そんな時、返しで何か言われるかと警戒していたイメイラに予想外の所からカウンターが飛んでくる。フロウだ。
「ちょっとイメイラ。アンタ何の権利があって鵺にムカつくなんて言ってんのよ? 生意気なんじゃない?」
フロウはテリーに向けていた体をイメイラへ、そして敵意に近い眼差しを彼に向ける。
「ちょっ……何でオメェがムカついてんだよ」
「愛し合ってる相手を好き勝手言われてムカつくのは当然でしょうが」
「愛し合ってはない、一方的だ」
「大体何様なのよ、ガキ。私の金で今テリーの車に乗せてもらってんでしょうが。何を大きく構えてんのよ図々しい。突き落とすわよ?」
「愛してるらしいのに無視か……」
度々差し込まれる鵺の訂正だったが、フロウはイメイラへの怒りでそれが聞こえなくなっているらしく、鵺の方には視線すらやらない。言葉が届かないことを察した鵺は、がっくりと肩を落としてため息吐く。反面、フロウの敵意をその小さな一身に受けるイメイラは彼女に真っ向から反抗の言葉を返す。
「んっだよ! お前のことを思って言ってやってんだろうがよぉ。少しは自分と鵺以外の気持ちも考えてみんだな」
「知らないわよアンタの考えなんて。……あ~分かった」
「……な、なんだよ」
フロウは何かを思いついたらしく、いやらしくその口角をつりあげて笑みを浮かべる。それに対面するイメイラは、彼女を気味悪がって身を小さくした。
「アンタが探してる子、アンタの大切な人って言ってたわよねぇ。すぐ近くにダーリンがいる私に嫉妬してんのね?」
「……はぁっ!!? ちげえよ馬鹿女」
「雑魚のアホ暴言かゆ~。頭回らなくなってボキャ貧になってるけど大丈夫?」
フロウは満面の歪んだ笑みでイメイラを煽り続ける。年上の女性に虐められ続けると、イメイラはどんどんと顔を赤くし、恥と怒りに塗れた表情を浮かべて声を荒げた。それに対し、フロウはまた面白さが増したというように言葉を苛烈にしていくのだった。
「……あのフロウがこんな、ねぇ」
運転席で会話に混ざらず車を運転していたテリーは、二人のそれを邪魔しないように静かに呟く。その小さい声を耳ざとく聞きつけた鵺は、自身の興味のままに運転席に問いを投げる。
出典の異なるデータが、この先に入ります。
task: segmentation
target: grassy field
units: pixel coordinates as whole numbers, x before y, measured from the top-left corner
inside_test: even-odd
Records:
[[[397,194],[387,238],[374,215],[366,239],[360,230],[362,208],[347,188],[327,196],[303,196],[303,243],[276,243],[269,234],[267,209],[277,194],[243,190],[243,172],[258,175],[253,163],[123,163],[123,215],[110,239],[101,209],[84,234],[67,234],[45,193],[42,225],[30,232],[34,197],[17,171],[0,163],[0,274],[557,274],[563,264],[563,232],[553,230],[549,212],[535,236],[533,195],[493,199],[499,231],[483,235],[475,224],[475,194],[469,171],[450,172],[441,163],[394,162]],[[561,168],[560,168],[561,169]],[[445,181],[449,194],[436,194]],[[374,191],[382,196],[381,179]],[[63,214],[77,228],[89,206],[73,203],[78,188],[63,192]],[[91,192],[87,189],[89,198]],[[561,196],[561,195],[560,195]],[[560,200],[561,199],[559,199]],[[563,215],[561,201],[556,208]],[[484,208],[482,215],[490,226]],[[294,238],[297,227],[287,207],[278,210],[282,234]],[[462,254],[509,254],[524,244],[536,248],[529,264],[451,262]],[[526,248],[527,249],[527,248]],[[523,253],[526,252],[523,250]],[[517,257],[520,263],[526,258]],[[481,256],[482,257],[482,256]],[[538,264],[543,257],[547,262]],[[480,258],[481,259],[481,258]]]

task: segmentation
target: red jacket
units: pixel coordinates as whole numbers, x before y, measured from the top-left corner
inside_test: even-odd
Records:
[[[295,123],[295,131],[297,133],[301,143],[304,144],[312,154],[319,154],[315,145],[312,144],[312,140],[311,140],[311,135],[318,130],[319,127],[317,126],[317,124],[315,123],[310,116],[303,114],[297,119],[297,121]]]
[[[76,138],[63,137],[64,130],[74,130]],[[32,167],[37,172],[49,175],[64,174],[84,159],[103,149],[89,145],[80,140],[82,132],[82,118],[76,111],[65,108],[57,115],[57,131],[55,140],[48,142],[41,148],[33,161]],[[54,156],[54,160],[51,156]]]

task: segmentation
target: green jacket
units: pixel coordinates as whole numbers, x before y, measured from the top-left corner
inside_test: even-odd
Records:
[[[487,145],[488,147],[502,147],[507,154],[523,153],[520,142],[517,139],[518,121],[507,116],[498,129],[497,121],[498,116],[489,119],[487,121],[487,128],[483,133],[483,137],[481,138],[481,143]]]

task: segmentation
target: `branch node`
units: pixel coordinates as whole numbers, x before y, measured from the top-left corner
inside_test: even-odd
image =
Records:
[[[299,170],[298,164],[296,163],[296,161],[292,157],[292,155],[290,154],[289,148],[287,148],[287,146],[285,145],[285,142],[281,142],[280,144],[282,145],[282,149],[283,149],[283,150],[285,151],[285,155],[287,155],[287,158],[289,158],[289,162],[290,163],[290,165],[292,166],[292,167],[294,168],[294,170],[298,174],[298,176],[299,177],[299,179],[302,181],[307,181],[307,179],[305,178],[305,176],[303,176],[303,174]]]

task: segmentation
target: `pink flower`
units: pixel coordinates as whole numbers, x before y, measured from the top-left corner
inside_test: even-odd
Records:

「凄腕の傭兵とは聞いていたが、そんなに名が通っているのか?」
「通ってるなんてもんじゃないっつうんだよ、こいつは。汚い道に目を向けたことある奴なら大抵知ってるってなもんよ。クリーンな運び屋の俺だってその噂は聞いたことあらあ。それこそ、何でもやっちまう奴だってな」
「何でも……か」
「それをよ、こんな普通の女の子みたいにねぇ。お前さん、何したんだよ?」
テリーはバックミラー越しに鵺の顔を覗き見る。鵺は、憂鬱そうに窓の外を眺めていた。口ではフロウのことを気にしているようにしながらも、今の彼の頭には別のことがあるらしい。彼の瞳には平穏な街並みではなく、晴れ渡った空が灰色に映っていた。
「何も……。ただ絡まれただけだ」
言いながら、鵺は深いため息を吐くのだった。